The newest I have is 712039. I kind of get the feeling that I have seen one in the 800,000s but maybe I'm mistaken???

Who knows...

Michael
 
Mine's 640XXX so not as late as yours. The film guide rails on them are very shallow, is yours prone to the film running "off" and leaving sprocket holes in the gate? Mine is, unfortunately.
 
Yes, it seems that the aluminium shutter case casting changes as time went by. I couldn't understand why mine was all over the place until I noticed it rattling and realised that the pressure plate springs were missing...a typical symptom of the kitchen table and bread knife repair these things suffered in an earlier age...(I'm avoiding joining in the Fed/Leica ding dong that is shaping up on another thread).

The only sweeping generalisation I'd make about older FSU cameras is 'late is bad and early is good'!
 
I don't know if anyone has noticed that these FED-1 have different shutter crates than the earlier ones? I have several of these (sn starting from 59..... to about 69....) and their shutter crates are cast single pieces. The earlier FED-1 used stamped crates made of separate plates. The film tracks are indeed shallow- in some cases, almost none. All that I've seen have been filed at some point, and the filing is not limited to the film tracks, but extend up to the side walls of the crates.

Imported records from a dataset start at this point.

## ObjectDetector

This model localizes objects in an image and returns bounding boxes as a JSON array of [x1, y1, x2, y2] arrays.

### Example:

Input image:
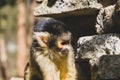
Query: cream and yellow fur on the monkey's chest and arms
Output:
[[26, 44, 77, 80]]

In one of my FED which belong to this series, the crate is so tight inside that film won't run easily.

I suspect that the crates are similar to the ones used for the later Zorki. FED may have been supplied with Zorki crates during the last runs of the FED-1. The Zorki bodies where the cast crates went were modified to accommodate the cast crates. The FED chassis appear to be the same as the earlier ones- there was no appreciable change during the FED's production run- the crates remain the same oblong bodies shaped from tubes. Thus the cast crates had to be filed or altered by hand to make them fit into the FED bodies.